Ainda assim, é inegável que a
socialdemocracia necessita de um aggiornamento para responder aos desafios
colocados pelo capitalismo contemporâneo. Ideias para modernizar a
socialdemocracia, aliás, já vem sendo debatidas faz algum tempo por
intelectuais ligados ao movimento socialista. Algumas delas foram reunidas pelo
sociólogo inglês Anthony Giddens, que as denominou de “terceira via” – uma
alternativa tanto à socialdemocracia clássica como à ordem neoliberal
dominante. Para ele, essa modernização deve passar não só pela incorporação de
novas temáticas, como por exemplo, a ecologia, mas também pelo abandono de
certas características da socialdemocracia tradicional, tais como o
protecionismo econômico, o corporativismo e o excessivo intervencionismo
estatal.
Segundo Giddens, a socialdemocracia também
subestimou a capacidade do capitalismo de inovar, e por isso deve desenvolver
uma atitude mais positiva em relação aos valores do individualismo e do
empreendedorismo e valoriza o mercado como fonte essencial de informação para
as atividades econômicas. Embora rejeite a noção de estado mínimo dos
neoliberais, e preserve a noção de justiça social como norte da política
socialdemocrata, Giddens não vê mais sentido no socialismo como administração
da economia, nem em sua visão igualitária rígida, avaliando ainda que a
dicotomia esquerda x direita deve ser mantida, mas de forma “flexibilizada”.

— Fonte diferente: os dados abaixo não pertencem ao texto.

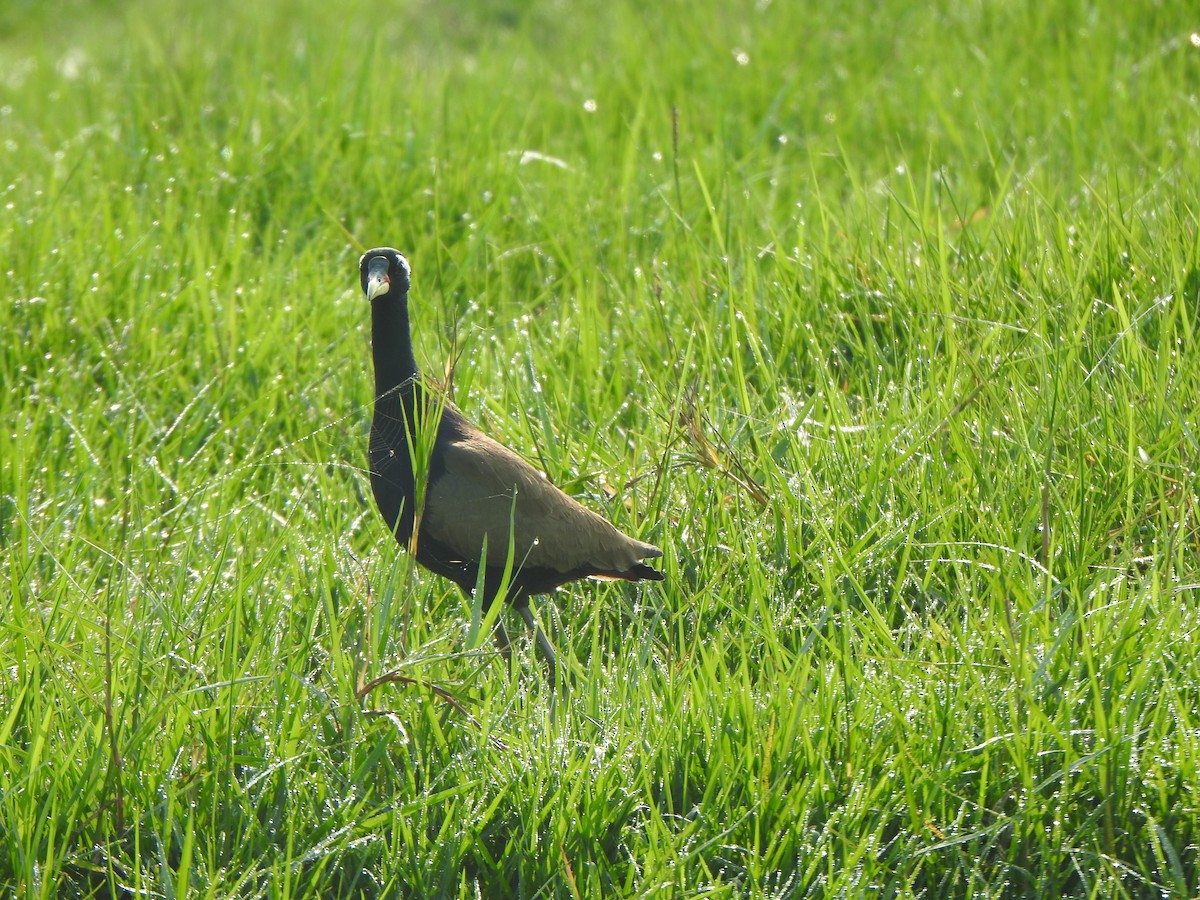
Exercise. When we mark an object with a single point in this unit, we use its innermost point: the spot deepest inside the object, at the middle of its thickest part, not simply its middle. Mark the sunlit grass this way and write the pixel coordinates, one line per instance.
(881, 321)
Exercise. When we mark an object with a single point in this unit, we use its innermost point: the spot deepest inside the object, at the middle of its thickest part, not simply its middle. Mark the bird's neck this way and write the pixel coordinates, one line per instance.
(391, 345)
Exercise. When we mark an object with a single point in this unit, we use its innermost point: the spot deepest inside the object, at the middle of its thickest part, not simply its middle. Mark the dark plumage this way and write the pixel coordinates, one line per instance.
(475, 486)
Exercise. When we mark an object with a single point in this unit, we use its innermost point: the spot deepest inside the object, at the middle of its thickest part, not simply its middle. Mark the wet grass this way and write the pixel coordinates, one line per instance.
(880, 321)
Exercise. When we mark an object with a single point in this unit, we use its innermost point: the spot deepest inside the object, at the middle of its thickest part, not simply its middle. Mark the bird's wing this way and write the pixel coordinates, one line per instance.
(485, 486)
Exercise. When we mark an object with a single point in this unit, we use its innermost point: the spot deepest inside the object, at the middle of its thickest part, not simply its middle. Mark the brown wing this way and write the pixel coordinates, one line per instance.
(485, 486)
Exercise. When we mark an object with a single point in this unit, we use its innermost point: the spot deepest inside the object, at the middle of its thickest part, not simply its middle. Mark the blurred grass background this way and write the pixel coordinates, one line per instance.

As propostas de Giddens, e outras que surgiram
como resultado de debates entre vários intelectuais socialistas, parecem aproximar-se
perigosamente do ideário neoliberal, e revelam a dificuldade da
socialdemocracia em manter uma linha de equilíbrio entre justiça social e a desigualdade
de riqueza gerada pela economia capitalista, equilíbrio este que
tradicionalmente constituiu a differentia específica da socialdemocracia. Alguns
analistas mais à esquerda argumentam que existe um limite para as reformas que
o capitalismo pode absorver, para além do qual o sistema entraria em colapso.
Atingido esse limite, como teria sido o caso do estado de bem-estar social,
haveria uma reação da direita para deter ou reverter reformas sociais.
Esse
argumento, contudo, choca-se com a capacidade camaleônica que tem o capitalismo
de assumir as formas mais diversas e adaptar-se a contextos históricos muito
diferentes – desde democracias liberais até o regime comunista chinês –,
parecendo confirmar a boutade do teórico marxista Fréderic Jameson, de que “é
mais fácil imaginar o fim do mundo do que o fim do capitalismo”. No caso
específico dos governos socialdemocratas, é improvável que o welfare state tenha
chegado a ameaçar o sistema capitalista, até porque o objetivo de atingir o
socialismo já havia sido abandonado. Na verdade, o nível de reformas sociais
possíveis no sistema capitalista é uma questão da prática política, e não pode
ser determinada teoricamente de antemão.
Entretanto, como as propostas de Anthony
Giddens e outros parecem indicar, a modernização da socialdemocracia é sempre
direcionada no sentido de adaptar-se às novas facetas do capitalismo, e com
isso ela pode acabar perdendo sua identidade política. Por isso qualquer
renovação deve necessariamente seguir o aufheben da filosofia hegeliana, um
“superar conservando” em que a mudança eleva algo a um nível superior, mas ao
mesmo tempo preserva sua essência. E o que deve ser preservado na
socialdemocracia? Obviamente, sua origem como força de esquerda (ou
centro-esquerda) empenhada em reformas sociais em prol dos trabalhadores. Sem
isso, a socialdemocracia perde seu élan político e alguma outra força vai
tentar substituí-la na defesa daquela parcela da população que tradicionalmente
sempre apoiou os socialistas: os desfavorecidos
pelo ritmo vertiginoso de mudanças no mercado de trabalho. Na Europa, este
substituto já tem nome: a extrema-direita, que vem crescendo eleitoralmente
entre os mais pobres com sua política anti-imigração. A culpa pelo desemprego e
a diminuição de renda dos mais pobres passa então a ser atribuída à presença de
imigrantes e não às desigualdades geradas pelo sistema capitalista.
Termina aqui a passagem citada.